By Germaine Greer for NewStatesman, 6 October 2015
Having had a great success in 2005 with 1599: a Year in the Life of William Shakespeare, James Shapiro has provided his many admirers with an account of another year, 1606: William Shakespeare and the Year of Lear. Literary biography is a tricky genre, and not made more straightforward by slicing it into year-long tranches. The chosen year began in the middle of the ongoing drama of the Gunpowder Plot, which itself was a response to the king’s persecution of his beheaded mother’s co-religionists. The effects of the Essex Rebellion of 1601 were not yet played out but continued with the shockingly elaborate and costly celebration of the contrived marriage of the 14-year-old son of the executed earl and the 15-year-old daughter of the Earl of Suffolk, which would mire the court of James I in scandal, treachery and ultimately the murder of Sir Thomas Overbury, a full seven years later.

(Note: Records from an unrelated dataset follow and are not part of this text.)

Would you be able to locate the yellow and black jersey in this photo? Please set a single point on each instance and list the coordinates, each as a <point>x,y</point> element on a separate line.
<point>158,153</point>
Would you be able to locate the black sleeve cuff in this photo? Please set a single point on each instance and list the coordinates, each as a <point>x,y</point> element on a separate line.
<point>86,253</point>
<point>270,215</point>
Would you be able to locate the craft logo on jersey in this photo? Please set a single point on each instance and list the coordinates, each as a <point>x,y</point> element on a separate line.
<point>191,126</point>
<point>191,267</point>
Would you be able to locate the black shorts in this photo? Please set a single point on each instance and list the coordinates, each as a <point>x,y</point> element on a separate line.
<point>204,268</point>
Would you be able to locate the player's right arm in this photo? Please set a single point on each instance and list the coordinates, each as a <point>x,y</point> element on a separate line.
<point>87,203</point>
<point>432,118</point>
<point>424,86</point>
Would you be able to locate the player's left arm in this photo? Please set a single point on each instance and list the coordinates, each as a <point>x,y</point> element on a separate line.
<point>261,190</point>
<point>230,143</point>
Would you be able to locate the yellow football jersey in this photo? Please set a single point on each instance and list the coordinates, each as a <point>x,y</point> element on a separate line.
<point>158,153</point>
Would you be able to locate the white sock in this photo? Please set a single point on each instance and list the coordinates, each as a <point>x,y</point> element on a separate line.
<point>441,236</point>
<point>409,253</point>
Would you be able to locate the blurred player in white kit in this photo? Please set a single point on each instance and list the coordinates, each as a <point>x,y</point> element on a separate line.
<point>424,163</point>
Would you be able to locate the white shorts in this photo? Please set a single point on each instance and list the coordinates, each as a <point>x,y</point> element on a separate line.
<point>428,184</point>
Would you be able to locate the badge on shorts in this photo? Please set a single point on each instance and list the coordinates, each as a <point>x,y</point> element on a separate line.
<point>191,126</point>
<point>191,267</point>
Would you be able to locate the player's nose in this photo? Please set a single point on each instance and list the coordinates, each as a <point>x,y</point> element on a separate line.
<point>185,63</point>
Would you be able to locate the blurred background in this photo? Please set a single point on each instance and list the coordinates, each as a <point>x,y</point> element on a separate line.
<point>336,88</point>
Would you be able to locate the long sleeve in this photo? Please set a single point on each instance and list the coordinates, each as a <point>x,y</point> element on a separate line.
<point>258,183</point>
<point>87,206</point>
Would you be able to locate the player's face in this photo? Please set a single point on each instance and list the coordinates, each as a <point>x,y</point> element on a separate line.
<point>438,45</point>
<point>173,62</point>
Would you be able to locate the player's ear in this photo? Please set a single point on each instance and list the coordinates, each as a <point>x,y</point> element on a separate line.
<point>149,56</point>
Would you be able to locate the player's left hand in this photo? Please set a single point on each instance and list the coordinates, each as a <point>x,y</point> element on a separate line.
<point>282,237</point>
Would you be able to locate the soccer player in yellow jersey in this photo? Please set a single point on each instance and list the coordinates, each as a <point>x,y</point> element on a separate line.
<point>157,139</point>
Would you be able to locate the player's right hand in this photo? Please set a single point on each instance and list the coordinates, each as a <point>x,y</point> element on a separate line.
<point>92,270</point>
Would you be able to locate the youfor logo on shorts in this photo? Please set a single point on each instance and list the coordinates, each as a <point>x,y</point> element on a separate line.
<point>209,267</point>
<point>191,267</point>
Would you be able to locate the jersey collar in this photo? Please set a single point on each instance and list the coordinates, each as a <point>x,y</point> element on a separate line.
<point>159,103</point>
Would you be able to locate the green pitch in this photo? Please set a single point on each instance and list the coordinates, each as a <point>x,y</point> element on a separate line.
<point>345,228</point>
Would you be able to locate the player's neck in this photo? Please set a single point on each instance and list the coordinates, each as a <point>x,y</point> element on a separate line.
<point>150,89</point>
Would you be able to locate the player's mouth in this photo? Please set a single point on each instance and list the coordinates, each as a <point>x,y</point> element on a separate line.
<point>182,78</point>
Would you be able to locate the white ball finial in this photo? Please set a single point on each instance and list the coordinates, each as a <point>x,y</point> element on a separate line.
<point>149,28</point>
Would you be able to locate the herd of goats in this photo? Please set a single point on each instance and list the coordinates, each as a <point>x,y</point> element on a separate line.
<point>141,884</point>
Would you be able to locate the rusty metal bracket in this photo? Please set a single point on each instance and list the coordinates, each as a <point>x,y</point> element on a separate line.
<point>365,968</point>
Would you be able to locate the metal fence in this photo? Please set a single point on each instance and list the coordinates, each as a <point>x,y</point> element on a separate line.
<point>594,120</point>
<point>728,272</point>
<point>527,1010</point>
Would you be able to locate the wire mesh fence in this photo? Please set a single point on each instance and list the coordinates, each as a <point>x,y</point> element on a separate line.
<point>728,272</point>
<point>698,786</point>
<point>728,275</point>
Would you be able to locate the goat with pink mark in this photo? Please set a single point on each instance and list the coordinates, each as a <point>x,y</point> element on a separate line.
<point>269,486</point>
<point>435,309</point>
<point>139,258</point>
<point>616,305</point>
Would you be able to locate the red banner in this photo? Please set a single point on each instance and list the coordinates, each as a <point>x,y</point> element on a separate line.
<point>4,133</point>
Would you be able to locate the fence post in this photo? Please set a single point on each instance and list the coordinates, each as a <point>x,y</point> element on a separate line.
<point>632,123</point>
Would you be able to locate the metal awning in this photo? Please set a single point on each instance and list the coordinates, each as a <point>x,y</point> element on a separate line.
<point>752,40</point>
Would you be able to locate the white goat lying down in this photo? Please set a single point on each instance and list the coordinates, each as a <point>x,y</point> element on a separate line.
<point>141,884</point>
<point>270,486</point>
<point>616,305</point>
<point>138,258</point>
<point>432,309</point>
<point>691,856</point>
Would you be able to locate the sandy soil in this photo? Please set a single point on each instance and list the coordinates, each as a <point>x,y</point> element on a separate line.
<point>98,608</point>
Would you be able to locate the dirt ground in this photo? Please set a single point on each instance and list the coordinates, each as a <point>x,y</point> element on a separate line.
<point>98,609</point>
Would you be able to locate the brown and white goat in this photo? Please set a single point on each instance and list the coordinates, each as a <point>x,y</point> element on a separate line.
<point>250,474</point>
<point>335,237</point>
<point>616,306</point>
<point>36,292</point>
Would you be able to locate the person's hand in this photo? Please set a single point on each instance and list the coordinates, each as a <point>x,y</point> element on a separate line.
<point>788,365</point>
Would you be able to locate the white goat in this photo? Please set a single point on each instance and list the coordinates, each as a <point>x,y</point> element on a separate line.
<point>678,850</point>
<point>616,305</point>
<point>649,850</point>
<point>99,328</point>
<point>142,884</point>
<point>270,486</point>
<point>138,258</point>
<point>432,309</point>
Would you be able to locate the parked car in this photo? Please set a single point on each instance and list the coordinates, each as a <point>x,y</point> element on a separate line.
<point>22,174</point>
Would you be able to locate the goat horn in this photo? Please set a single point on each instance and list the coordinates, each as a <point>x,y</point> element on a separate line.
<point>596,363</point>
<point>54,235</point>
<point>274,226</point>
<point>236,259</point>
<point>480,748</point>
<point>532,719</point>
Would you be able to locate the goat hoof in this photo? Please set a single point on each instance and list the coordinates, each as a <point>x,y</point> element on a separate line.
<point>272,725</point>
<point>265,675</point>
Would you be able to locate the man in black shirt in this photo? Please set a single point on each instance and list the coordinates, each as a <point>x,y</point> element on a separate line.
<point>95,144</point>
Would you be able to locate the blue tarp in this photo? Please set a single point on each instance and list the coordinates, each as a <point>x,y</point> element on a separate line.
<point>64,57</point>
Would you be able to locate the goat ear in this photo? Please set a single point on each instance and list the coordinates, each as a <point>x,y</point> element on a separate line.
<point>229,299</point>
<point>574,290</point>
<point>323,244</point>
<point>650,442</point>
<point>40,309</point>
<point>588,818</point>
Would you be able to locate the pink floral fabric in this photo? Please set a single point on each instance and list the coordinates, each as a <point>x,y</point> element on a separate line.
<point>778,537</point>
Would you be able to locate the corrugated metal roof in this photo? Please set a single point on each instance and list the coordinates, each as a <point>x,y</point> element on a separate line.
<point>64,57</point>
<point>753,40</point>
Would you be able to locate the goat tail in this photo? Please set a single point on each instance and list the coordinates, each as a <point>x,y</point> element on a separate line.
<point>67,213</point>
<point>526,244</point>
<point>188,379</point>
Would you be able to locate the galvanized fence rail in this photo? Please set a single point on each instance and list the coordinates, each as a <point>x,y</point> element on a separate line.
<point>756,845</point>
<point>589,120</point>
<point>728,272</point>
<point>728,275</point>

Shapiro’s new book is a collection of short, interconnected essays about the literary and historical context of the three great plays WiLear, Macbeth and Antony and Cleopatra. The project is daring, perhaps even foolhardy, because Shakespeare’s 42nd year is one of the most mysterious in his mysterious life. Shapiro is surprised that Shakespeare is seldom understood as a Jacobean dramatist, when his greatest works were written after James’s accession. In fact, Shakespeare is an Elizabethan dramatist, rather than a Jacobean. King’s Man or no (he had no choice but to appear at court), his stage is still the earth, his roof is still the sky. He is not a city dramatist, but Shapiro cannot imagine him anywhere but in London.